The Bedlam season is varied and uncurated which is one of our many strengths. Yerma will bring innovation, music, joy, thought and opportunities for brilliant female actresses. It is exciting to overcome the challenge of staging a famous and loved play, which incorporates verse and prose and spoken and sung, but it is something that we as directors, our creative team and our talented cast have all relished. This week, Abi Morgon’s 2011 play Love Song is on at Bedlam and draws on similar themes of love and motherhood, so Yerma follows nicely. It is a coincidence that similar themes are being covered in both weeks, but perhaps the Spring weather has got us all thinking about fertility…
If you could ask the playwright a question, what would it be? What do you think he might answer?
How did you manage to write such convincing and tragic female parts? How were you able to articulate the female struggle in the Andalusian rural villages so perfectly and did you know at the time that you were creating something universal? Lorca was homosexual and a socialist and was seen as a threat to the far-right nationalist forces who murdered him. Perhaps his own struggle and isolation is written subtly into the women (and men) in his plays, who deal with repressed love, broken dreams and the feeling of being trapped.
What’s the one thing everyone should know about Lorca?
His fearless politics and how that manifested itself in his art, both as a writer and a painter. For Lorca, his art was a lifeline and one that cost him his life.

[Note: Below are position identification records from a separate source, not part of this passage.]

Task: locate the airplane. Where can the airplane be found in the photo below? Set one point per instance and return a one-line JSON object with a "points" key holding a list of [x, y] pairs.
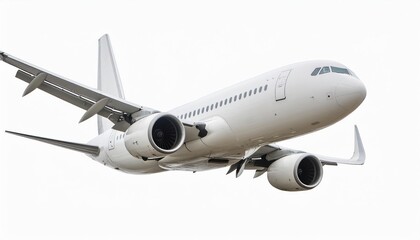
{"points": [[236, 127]]}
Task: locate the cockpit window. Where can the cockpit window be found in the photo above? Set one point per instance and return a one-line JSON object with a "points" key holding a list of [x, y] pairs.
{"points": [[315, 72], [325, 69], [340, 70]]}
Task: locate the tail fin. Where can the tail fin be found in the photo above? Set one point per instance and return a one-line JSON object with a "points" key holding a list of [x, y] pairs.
{"points": [[108, 77]]}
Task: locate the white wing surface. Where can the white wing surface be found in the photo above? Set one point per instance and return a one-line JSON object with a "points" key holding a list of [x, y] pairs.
{"points": [[115, 108]]}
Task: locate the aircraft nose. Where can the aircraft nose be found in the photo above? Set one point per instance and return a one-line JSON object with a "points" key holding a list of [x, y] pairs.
{"points": [[350, 94]]}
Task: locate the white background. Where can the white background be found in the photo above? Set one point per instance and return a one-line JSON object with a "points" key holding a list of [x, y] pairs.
{"points": [[172, 52]]}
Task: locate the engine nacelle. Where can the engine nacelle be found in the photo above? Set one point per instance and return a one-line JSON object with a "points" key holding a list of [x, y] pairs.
{"points": [[156, 135], [295, 172]]}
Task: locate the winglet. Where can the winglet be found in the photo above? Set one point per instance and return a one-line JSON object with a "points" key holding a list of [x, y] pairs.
{"points": [[358, 157], [359, 154], [84, 148]]}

Is Yerma as good as Blood Wedding?
What a strange question! They are often printed together, along with The House of Bernarda Alba, and are sometimes billed as a rural tragedy trilogy, although that is to forget Dona Rosita the Spinster, another masterpiece. All of these plays have different plots and characters, but there is usually a woman fighting against expectation, oppressed love, an imposing older woman and men who seem lost. They are all reminiscent of Greek tragedy but feel distinctly modern. Yerma is our favourite because of the central theme of motherhood and the pressures around parenthood that do not seem to have changed since the 1930s. The play’s rapid energy and descent into madness was also something we were captivated by when we first encountered it. It is like a train that speeds towards its final crash.
Are there living artists who can hold a candle to Lorca and the Generation of ’27?
Lorca continues to inspire artists and creators but people should always read more of his work as it is rare to find words rendered as beautifully as his. We found a recent modern staging of Yerma to be contrary to the original aim of the piece as we love how the pain that Lorca portrays is elegantly told. His work is often simple and important action can happen offstage. Lorca’s confidence in his plays is palpable in this beautiful subtly that we seldom see on stage today.
What’s the one thing you know now, that you wish you had known at production’s start?
Collaboration is great. We’ve worked so much better together than we could have ever done individually. It is brilliant to bounce ideas around, disagree, agree and improve our work together. Going forward, we will always look to work in a collaborative style, both on the creative team and with actors.